Question

For a biased die the probabilities for different faces to turn up are given below :

Face	$1$	$2$	$3$	$4$	$5$	$6$
Probability	$0.1$	$0.32$	$0.21$	$0.15$	$0.05$	$0.17$

The die is tossed and you are told that either face $1$ or $2$ has turned up. Then the probability that the face $1$ is

• A. $\frac{5}{21}$
• B. $\frac{5}{22}$
• C. $\frac{4}{21}$
• D. None of these

Answer 1

The correct option is A

$\frac{5}{21}$

Explanation for the correct option :

The probabilities of different faces of a biased die are given. Also, given that the die is tossed and either face $1$ or $2$ turned up.

We have to find the probability that the face is $1$.

Step-1 : Assumption

Let $A$be the event that the face $1$is turned up and $B$ be the event that the face $2$ is turned up.

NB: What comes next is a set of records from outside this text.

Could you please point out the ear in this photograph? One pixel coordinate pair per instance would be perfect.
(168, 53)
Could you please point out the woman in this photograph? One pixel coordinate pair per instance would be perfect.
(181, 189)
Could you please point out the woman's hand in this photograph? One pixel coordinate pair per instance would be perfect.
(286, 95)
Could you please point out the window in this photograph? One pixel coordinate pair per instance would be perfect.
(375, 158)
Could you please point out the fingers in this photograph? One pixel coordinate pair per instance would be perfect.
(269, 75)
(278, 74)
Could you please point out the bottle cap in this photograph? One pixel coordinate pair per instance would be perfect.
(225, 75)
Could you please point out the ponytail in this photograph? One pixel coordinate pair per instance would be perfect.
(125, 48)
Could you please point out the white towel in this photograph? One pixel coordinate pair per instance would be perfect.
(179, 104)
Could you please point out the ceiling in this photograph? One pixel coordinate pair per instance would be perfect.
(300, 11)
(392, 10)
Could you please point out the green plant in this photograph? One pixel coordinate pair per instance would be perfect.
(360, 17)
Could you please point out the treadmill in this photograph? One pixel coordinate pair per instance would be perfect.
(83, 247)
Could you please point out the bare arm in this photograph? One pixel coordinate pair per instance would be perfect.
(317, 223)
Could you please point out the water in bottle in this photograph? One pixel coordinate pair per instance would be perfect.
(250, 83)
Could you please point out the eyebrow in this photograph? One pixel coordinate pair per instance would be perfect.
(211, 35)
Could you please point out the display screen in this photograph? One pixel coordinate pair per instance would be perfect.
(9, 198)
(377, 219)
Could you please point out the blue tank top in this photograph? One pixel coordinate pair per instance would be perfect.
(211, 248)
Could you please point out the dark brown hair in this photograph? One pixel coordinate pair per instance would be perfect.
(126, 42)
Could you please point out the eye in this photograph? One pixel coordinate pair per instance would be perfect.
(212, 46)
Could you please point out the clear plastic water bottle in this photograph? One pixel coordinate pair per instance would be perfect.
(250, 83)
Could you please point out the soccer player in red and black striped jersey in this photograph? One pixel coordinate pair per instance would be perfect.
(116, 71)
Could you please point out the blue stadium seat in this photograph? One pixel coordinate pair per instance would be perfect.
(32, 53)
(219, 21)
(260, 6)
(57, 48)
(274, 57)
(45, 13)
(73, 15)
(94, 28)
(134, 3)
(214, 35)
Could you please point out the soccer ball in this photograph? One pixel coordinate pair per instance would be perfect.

Then, from the given table, we have $P\left(A\right)=0.1$ and $P\left(B\right)=0.32$.

Formula to be used : We know that for two mutually exclusive events $C$ and $D$, $P\left(C\cup D\right)=P\left(C\right)+P\left(D\right)$.

So, here, we must have

$$\begin{gathered} P\left(A\cup B\right)=P\left(A\right)+P\left(B\right) \\ =0.1+0.32 \\ =0.42 \end{gathered}$$

Step-2 : Finding the probability that the face is $1$ when it is known that either face $1$ or face $2$ turned up.

Clearly, here we have to find the conditional probability $P\left(A|A\cup B\right)$.

Formula to be used : We know that the conditional probability of an event $C$ when it is known that the event $D$ is already happened is given by

$P\left(C|D\right)=\frac{P(C\cap D)}{P\left(D\right)}$.

So, here the required probability would be

$$\begin{gathered} P\left(A|A\cup B\right)=\frac{P(A\cap (A\cup B\left)\right)}{P(A\cup B)} \\ =\frac{P\left(A\right)}{P\left(A\right)+P\left(B\right)}\left[\because (A\cap (A\cup B\left)\right)=A,P(A\cup B)=P\left(A\right)+P\left(B\right)\right] \\ =\frac{0.1}{0.1+0.32}\left[\because P\left(A\right)=0.1,P\left(B\right)=0.32\right] \\ =\frac{0.1}{0.42} \\ =\frac{5}{21} \end{gathered}$$

Hence, option (A) is the correct answer.